Kommentar Katholische Kirche vor Reformen - Der andere Papst

BERLIN · Dieser Papst ist anders. Dieser Papst kann die katholische Weltkirche verändern. Seine ersten Tage und Wochen auf dem Stuhle Petri haben schon gezeigt, dass Franziskus kein abgehobener Kirchenführer sein und folglich auch keine von den Menschen entrückte Kirche haben will.

Franziskus wohnt immer noch im päpstlichen Gästehaus und nicht im Apostolischen Palast. Er tritt ohne prunkvollen Umhang vor die Gläubigen auf dem Petersplatz. Gründonnerstag hat er in einem römischen Jugendgefängnis zwölf jungen Menschen die Füße gewaschen. Ein Akt der Demut, wie er ihn bereits demonstriert hat, als er noch Erzbischof von Buenos Aires war.

Franziskus liebt neues Denken und das freie Wort. "Neues Wort" ("Palabra Nueva") heißt auch jene unter Fidel Castro lange Zeit verbotene Bistumszeitung aus Havanna, in der jetzt der kubanische Kardinal Jaime Lucas Ortega die kurze Rede von Kardinal Jorge Mario Bergoglio, dem neu gewählten Papst Franziskus, vor Beginn des Konklaves veröffentlicht hat.

Kardinal Ortega kann diese Rede nur mit ausdrücklicher Autorisierung durch Papst Franziskus veröffentlicht haben. Diese Veröffentlichung ist kirchenhistorisch eine Sensation, weil der Papst damit mögliche Motive für seine Wahl aus einer ehern geschlossenen Versammlung öffentlich macht.

Bergoglio warnte in dieser Rede vor der "Selbstbezogenheit" der katholischen Kirche, er wandte sich gegen einen "Geist des theologischen Narzissmus" und gegen eine "egozentrische Kirche", die ihre Berechtigung aus sich selbst heraus definiert und nicht im Wirken für die Menschen. 116 Kardinäle des Konklaves haben diese Rede Bergoglios gehört. Und offenbar hat der Argentinier dabei vielen aus der Seele gesprochen. Jawohl, eine Reform muss her, vielleicht sogar eine Revolution.

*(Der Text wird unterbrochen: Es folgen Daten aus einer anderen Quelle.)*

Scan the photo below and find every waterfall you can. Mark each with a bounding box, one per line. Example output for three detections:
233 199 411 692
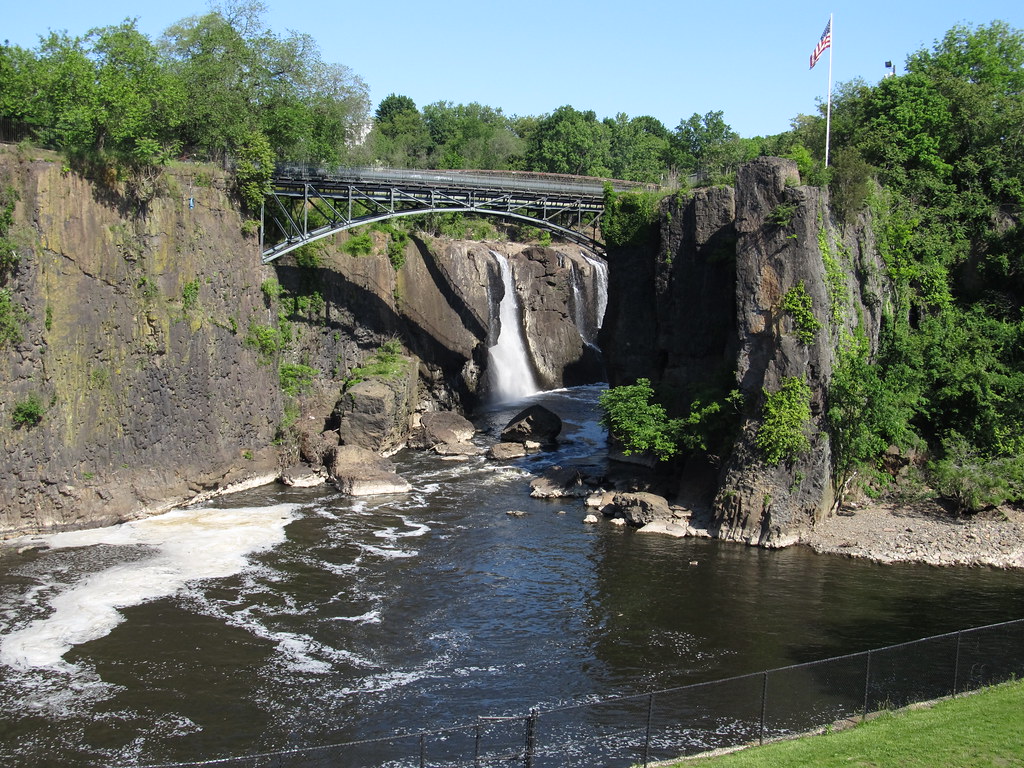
569 261 597 344
487 256 540 402
580 251 608 333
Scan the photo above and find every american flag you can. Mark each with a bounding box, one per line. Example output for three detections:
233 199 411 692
811 18 831 70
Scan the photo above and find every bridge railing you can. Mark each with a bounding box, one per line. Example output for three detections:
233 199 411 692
274 163 657 198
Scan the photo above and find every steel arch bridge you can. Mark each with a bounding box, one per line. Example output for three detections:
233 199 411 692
260 165 644 264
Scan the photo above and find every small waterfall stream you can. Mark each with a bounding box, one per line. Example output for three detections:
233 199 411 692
487 251 540 402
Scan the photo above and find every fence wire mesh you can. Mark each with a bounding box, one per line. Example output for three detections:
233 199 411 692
130 620 1024 768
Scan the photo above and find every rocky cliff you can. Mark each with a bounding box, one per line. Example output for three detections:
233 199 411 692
603 158 889 547
0 147 601 536
0 151 282 535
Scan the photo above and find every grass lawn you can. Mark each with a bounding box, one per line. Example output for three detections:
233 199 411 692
675 682 1024 768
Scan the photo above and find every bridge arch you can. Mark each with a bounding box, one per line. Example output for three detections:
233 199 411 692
260 165 642 263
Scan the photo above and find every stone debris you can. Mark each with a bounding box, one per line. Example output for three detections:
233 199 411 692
801 502 1024 568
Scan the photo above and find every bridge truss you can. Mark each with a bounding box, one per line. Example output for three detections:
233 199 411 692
260 165 638 264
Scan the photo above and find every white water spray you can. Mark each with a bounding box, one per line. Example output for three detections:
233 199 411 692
487 256 540 402
0 504 296 672
580 251 608 331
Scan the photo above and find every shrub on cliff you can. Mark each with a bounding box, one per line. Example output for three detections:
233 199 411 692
601 184 665 248
598 379 681 461
10 394 46 429
754 376 811 464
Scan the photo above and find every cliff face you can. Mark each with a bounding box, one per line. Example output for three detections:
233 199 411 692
605 158 887 547
0 153 281 534
0 147 601 537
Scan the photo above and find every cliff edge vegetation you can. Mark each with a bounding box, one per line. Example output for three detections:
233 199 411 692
604 23 1024 545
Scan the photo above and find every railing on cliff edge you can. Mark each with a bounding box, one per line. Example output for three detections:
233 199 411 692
125 618 1024 768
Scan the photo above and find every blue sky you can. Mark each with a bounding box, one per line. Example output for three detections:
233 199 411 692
8 0 1024 136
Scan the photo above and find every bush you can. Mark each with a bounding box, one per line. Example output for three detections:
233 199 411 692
929 436 1024 513
10 394 45 429
278 362 319 397
601 184 665 248
244 323 283 357
754 376 811 464
598 379 681 461
0 288 27 349
344 339 407 389
780 281 821 345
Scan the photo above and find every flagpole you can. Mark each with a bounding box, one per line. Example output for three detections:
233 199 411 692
825 13 836 168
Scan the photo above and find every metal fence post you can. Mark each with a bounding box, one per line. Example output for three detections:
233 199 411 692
860 651 871 721
525 709 538 768
758 670 768 744
643 693 654 768
953 630 964 696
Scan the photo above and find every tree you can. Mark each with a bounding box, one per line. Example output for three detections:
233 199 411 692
598 379 680 461
604 114 669 183
674 111 743 176
526 105 611 176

Wer den rasanten Wandel in den Volkswirtschaften und ihren Gesellschaften in den vergangenen 20 Jahren Revue passieren lässt, muss erkennen, dass die katholische Kirche diesen Wandel vielleicht registriert hat, ihn bestenfalls aber nur mit zögerlicher Konsequenz bei sich umsetzen wollte. Die Kirche musste und muss - wie Parteien oder Gewerkschaften auch - Austritte in großem Stil verkraften.

Das ist auch eine Form der Abstimmung. Ob sich beispielsweise der Zölibat in seiner jetzigen Form über das laufende Jahrhundert halten wird oder die Kirche sich öffnet, weil viele Gläubige es wünschen, wird eine spannende Diskussion. Franziskus stellt den Zölibat nicht in Frage. Aber sein unkonventionelles wie unprätentiöses Auftreten wie auch sein Eintreten für die Armen und Schwachen kann Impuls für notwendige Veränderungen der katholischen Kirche sein. Die Kurie mag davor Angst haben, viele Gläubige haben sie nicht. Das Konklave hat mit Franziskus einen Wechsel gewählt.